Dashiell Hammett, the father of 'hard-boiled' detective fiction
Yesterday I was 'de-friended', to use that horrible neologism, by someone on facebook (no-on I know in real life, so don't worry) como siempre for offering some constructive criticism and a different opinion. The guy was offering advice for writers. He said that they should give their protagonists a strong moral code and then put them present them with a moral dilemma. The problem was that the example he gave wasn't much of a dilemma. It could easily be resolved with a reasonable compromise or by thinking around the problem.
Since the example involved a detective, I pointed out that the anti-heroes of the best 'hard-boiled' detective fiction of the 20s, 30s and 40s commonly faced far worse dilemmas. I don't want to spoil the plot of The Maltese Falcon for those of you who haven't read it or seen either of the films, but in the first couple of chapters Miles Archer, the partner of the protagonist Sam Spade, is murdered. It is then established that Spade has been having an affair with Archer's wife, which puts him under suspicion. It's strongly suggested that he's also having a fling with his secretary, who knows about his other affairs.

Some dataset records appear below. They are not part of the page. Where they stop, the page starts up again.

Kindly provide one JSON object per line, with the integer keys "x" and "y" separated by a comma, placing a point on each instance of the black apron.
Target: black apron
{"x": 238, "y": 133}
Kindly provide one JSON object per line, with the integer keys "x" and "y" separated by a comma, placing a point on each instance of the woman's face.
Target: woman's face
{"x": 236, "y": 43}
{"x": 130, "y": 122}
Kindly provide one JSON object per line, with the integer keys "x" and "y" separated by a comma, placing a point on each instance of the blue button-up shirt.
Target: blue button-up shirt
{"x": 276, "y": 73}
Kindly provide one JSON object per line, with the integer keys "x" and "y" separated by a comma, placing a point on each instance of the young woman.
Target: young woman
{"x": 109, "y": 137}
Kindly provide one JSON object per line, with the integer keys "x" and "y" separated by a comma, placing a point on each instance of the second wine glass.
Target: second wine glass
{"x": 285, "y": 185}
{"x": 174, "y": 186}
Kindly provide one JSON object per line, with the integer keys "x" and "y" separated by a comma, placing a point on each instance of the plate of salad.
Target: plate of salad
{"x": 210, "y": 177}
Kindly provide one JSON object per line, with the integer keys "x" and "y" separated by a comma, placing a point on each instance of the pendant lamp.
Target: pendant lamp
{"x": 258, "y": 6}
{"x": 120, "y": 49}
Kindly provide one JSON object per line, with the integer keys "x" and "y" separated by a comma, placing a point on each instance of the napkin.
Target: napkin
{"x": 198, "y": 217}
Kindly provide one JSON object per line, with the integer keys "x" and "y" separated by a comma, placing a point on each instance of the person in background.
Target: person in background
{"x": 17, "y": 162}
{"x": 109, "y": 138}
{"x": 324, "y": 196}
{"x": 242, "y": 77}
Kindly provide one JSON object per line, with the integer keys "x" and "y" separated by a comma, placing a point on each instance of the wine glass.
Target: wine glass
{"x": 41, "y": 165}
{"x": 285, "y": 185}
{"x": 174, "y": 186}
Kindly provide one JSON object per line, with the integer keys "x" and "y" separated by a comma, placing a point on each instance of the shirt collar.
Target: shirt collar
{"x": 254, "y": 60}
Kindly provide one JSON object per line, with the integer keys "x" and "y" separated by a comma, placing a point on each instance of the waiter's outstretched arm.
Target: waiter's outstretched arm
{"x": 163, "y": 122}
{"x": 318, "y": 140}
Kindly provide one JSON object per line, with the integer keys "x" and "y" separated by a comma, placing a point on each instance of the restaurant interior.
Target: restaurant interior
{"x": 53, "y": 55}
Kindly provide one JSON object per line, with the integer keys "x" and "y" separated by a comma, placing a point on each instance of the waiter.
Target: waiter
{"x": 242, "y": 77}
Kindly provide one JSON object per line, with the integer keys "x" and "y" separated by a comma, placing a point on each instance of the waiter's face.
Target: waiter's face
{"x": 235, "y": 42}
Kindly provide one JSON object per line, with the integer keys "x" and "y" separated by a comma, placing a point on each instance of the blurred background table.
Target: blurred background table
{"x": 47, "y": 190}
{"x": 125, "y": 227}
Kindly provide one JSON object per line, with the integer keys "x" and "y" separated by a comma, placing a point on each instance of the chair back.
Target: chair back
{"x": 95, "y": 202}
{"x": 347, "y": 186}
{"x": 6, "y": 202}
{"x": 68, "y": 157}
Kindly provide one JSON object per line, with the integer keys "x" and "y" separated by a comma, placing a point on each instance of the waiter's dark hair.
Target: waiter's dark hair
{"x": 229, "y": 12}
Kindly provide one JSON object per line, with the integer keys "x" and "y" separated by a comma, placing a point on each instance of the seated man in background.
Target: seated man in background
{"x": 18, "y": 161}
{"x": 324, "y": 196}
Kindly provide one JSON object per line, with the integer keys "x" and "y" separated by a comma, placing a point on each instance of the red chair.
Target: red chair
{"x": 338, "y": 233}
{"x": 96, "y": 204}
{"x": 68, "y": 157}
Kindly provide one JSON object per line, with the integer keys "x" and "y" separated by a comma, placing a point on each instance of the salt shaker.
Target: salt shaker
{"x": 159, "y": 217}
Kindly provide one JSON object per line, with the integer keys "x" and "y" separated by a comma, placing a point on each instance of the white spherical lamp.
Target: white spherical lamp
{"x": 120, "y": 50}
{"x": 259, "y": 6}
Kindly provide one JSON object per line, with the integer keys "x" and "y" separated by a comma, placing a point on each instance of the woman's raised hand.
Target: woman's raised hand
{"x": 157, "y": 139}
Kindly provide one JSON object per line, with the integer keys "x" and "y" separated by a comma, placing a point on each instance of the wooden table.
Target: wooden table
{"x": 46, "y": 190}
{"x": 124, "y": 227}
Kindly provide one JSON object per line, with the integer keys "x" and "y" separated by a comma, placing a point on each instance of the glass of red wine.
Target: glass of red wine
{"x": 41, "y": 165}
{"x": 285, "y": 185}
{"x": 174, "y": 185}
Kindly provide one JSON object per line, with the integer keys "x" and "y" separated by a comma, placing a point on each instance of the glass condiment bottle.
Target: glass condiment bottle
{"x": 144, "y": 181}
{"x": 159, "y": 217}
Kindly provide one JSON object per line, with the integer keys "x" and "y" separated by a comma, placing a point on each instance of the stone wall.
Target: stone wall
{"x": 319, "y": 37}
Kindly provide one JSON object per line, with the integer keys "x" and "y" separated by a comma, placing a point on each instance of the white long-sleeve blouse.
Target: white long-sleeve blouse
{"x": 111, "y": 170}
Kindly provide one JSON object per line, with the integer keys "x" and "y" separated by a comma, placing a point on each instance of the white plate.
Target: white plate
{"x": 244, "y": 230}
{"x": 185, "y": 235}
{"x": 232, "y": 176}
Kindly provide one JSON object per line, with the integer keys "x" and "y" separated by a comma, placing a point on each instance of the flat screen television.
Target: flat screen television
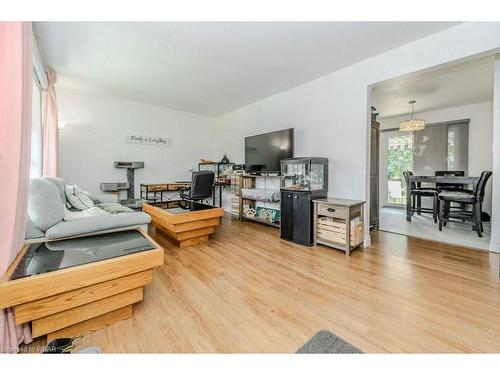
{"x": 263, "y": 152}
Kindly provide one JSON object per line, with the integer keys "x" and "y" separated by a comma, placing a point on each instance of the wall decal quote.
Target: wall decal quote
{"x": 150, "y": 140}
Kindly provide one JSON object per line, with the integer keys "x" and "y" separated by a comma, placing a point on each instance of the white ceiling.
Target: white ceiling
{"x": 453, "y": 86}
{"x": 212, "y": 67}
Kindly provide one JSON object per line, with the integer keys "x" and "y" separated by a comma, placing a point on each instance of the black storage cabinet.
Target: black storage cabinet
{"x": 296, "y": 217}
{"x": 296, "y": 198}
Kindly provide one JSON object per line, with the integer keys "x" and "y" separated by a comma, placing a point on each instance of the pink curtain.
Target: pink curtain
{"x": 16, "y": 70}
{"x": 50, "y": 142}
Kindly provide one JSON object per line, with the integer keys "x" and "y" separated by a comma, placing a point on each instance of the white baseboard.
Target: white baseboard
{"x": 495, "y": 247}
{"x": 368, "y": 241}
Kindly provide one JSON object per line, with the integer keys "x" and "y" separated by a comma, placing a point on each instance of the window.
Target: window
{"x": 36, "y": 131}
{"x": 399, "y": 159}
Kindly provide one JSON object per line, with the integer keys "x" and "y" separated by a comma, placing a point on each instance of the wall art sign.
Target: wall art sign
{"x": 150, "y": 140}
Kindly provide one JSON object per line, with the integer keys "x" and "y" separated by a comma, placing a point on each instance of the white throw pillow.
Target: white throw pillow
{"x": 44, "y": 204}
{"x": 78, "y": 198}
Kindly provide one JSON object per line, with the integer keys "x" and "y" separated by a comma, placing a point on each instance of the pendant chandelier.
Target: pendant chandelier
{"x": 412, "y": 124}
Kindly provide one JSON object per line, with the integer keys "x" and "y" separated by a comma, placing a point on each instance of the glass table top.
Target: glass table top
{"x": 182, "y": 206}
{"x": 53, "y": 256}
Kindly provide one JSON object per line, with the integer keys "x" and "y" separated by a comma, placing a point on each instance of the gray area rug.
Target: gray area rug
{"x": 326, "y": 342}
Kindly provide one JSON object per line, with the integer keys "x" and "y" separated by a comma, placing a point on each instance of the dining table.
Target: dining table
{"x": 464, "y": 180}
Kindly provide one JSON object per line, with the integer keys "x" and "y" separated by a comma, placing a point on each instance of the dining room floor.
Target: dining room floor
{"x": 422, "y": 226}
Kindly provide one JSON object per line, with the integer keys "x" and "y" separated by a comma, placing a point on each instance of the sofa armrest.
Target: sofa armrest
{"x": 104, "y": 198}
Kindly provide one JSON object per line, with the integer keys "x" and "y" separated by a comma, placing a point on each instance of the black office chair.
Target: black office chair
{"x": 202, "y": 184}
{"x": 416, "y": 197}
{"x": 475, "y": 198}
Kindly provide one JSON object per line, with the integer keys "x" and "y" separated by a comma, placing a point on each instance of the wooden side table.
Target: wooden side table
{"x": 339, "y": 223}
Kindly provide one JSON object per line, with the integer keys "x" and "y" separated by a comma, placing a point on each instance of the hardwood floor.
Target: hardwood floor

At the end of the story Spade is confronted with a dilemma, a real one. There is no workable compromise, no clever way round it. He is truly between the devil and the deep blue sea. He decides to play it by the book, and ends up being hated by everyone, including himself. This is not like one of Joseph Heller's Catch 22 dilemmas, which were meant to illustrate the absurdities of war, the military and life in general, but the kind of situation everyone faces at some point.
The Maltese Falcon was written by Dashiell Hammett, a man who was blacklisted by Hollywood for his political views: he was a communist and a leading civil rights campaigner. Hollywood is like that. Like the Greco-Roman god Cronos (Saturn), it devours its own children when they show precocious or exceptional talent or threaten a revolution. Anything new and exciting is quickly stamped out or appropriated and homogenised, then brought down to the lowest common denominator.
It's impossible to divorce Hammett's politics from his literary works. He took up writing in the early 20s after quitting the Pinkerton detective agency in disgust at its involvement in union-busting activities. He understood humanity and saw clearly the web of collusion between businessmen, politicians, police and gangsters. He was a modernist and a realist.
By writing honest stories where the ending was never happy, Hammett threatened to bring down the fantasy world of commercial entertainment, where square-jawed heroes face phony dilemmas in unreal, black-and-white morality situations in a mockery of real life.
The Maltese Falcon came out 85 years ago. It was a popular paperback novel - Hammett's first short stories were printed in pulp fiction magazines - not a great and worthy epic like Moby Dick. Two films were made of it within 12 years. The state of fiction writing and filmmaking is getting worse, not better. The rot needs to be stopped. If authors, publishers, producers and directors are unwilling to do so, at least role-players might try.